Nella guerra contro il coronavirus, se gli ospedali sono la prima fila di trincea, i medici di famiglia sono la seconda. Anche tra di loro si contano vittime – ad oggi la metà dei 31 medici morti è un medico di base – e contagiati, e la preoccupazione cresce con il passare dei giorni. Ogni sistema sanitario regionale e ogni Asl (quasi 300 in tutta Italia), cerca di sostenerli come può. Ma non sempre i dispositivi di protezioni forniti sono sufficienti a tenerli al sicuro.
«Adesso sembra che viviamo in un mondo mascherina: ne chiediamo agli altri paesi, facciamo riconvertire le fabbriche per farne produrre di più. Ma non bastano solo queste, né tutte sono adeguate a proteggere», afferma Claudio Cricelli, presidente della SIMG, la Società italiana di medicina generale.

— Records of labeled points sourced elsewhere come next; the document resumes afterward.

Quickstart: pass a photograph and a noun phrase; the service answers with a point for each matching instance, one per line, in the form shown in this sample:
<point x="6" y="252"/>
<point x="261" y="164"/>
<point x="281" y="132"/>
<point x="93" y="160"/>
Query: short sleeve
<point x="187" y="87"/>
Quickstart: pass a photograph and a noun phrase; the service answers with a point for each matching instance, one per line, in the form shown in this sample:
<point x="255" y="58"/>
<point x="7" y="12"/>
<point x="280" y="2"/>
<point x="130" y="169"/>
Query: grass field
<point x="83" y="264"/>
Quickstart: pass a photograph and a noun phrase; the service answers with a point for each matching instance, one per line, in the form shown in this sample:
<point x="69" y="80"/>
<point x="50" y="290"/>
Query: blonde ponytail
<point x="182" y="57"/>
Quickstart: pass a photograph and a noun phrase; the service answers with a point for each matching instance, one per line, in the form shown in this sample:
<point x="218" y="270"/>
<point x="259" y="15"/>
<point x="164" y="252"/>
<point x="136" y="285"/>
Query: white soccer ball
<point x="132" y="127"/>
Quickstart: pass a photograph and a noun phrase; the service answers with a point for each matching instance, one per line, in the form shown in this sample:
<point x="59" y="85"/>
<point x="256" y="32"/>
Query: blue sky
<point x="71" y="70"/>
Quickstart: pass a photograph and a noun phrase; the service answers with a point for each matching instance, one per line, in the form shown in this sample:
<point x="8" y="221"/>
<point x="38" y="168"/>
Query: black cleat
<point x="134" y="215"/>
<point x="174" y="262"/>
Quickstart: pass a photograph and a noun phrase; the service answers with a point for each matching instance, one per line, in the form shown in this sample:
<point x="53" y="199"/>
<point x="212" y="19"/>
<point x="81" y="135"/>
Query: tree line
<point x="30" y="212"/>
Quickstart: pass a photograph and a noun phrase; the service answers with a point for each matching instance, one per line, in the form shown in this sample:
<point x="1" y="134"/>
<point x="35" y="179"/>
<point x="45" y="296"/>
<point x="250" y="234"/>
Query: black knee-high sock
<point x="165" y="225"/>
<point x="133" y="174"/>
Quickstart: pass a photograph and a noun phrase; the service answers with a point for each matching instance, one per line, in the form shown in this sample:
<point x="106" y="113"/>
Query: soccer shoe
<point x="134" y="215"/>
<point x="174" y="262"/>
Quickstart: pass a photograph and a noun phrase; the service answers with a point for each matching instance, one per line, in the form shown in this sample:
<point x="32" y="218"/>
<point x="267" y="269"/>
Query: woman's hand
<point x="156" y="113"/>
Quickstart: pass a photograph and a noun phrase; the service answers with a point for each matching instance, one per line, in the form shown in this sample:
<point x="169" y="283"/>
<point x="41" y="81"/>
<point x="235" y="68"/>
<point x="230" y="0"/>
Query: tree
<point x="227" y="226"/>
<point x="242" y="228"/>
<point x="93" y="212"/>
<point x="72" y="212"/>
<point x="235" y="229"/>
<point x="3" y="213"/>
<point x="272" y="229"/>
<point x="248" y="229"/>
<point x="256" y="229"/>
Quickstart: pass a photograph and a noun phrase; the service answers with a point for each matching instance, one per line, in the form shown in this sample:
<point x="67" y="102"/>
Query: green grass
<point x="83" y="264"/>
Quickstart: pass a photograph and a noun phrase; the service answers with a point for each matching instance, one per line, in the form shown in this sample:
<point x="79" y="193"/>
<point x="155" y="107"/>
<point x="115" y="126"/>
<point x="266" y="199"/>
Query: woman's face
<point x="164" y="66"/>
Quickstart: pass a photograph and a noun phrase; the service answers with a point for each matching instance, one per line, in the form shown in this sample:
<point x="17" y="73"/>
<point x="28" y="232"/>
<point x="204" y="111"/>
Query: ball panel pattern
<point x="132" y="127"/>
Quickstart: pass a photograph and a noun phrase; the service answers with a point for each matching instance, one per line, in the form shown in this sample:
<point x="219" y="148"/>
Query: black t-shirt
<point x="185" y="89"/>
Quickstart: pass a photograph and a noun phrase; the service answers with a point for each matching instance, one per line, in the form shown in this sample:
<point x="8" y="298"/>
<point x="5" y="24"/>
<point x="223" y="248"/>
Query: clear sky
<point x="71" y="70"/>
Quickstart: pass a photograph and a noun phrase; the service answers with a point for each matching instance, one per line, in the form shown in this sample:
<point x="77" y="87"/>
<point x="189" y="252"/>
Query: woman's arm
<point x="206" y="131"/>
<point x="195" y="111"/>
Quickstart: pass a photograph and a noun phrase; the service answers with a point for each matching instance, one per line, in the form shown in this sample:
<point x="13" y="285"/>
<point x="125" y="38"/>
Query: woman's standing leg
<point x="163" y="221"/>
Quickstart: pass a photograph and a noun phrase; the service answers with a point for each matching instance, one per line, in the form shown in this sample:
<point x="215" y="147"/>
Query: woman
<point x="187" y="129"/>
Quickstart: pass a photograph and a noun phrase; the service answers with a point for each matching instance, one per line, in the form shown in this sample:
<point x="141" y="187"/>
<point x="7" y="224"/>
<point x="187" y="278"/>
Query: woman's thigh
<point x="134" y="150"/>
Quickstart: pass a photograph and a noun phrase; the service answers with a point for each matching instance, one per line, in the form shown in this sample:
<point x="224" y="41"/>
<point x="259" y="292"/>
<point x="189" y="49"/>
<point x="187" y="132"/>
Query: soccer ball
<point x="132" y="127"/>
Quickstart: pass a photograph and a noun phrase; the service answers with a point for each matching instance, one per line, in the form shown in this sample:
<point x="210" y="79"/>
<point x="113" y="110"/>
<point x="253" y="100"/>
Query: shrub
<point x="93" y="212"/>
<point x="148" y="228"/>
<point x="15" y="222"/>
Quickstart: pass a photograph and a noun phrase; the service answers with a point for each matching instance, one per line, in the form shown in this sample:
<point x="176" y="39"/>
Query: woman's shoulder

«Abbiamo bisogno di protezioni che non sono state neanche predisposte, come quelle totali. E non ci vengono fornite nemmeno scarpe, sovrascarpe, cappelli, tute, guanti, visori, i disinfettanti per sanificare gli ambulatori», continua.
Il problema principale: in Italia il numero di contagiati è almeno dieci volte superiore a quello comunicato dal bollettino quotidiano, e i medici di famiglia non sempre possono evitare le visite. «Anche se lo facciamo il più possibile: ormai i consulti sono fatti con il cellulare, stiamo cercando di realizzare il più possibile dei monitoraggi telematici, mandiamo le ricette per sms. E questo forse è un lato positivo di questa situazione: anche dopo questa crisi continueremo a risparmiare carta e a evitare le file ai nostri pazienti», racconta Cricelli.
Le protezioni, però, servono: «Non ne abbiamo a sufficienza. Quello che sembra passato in secondo piano è che in Italia ci sono milioni di persone malate di cuore, di diabete, di cancro. Loro hanno bisogno delle nostre cure. Prima del Covid-19 in Italia morivano circa 200 persone al giorno, e sono tante le persone ammalate che si spengono in questi giorni: tutti hanno bisogno delle nostre cure. Non ci sono malati, e morti, di serie a e di serie B».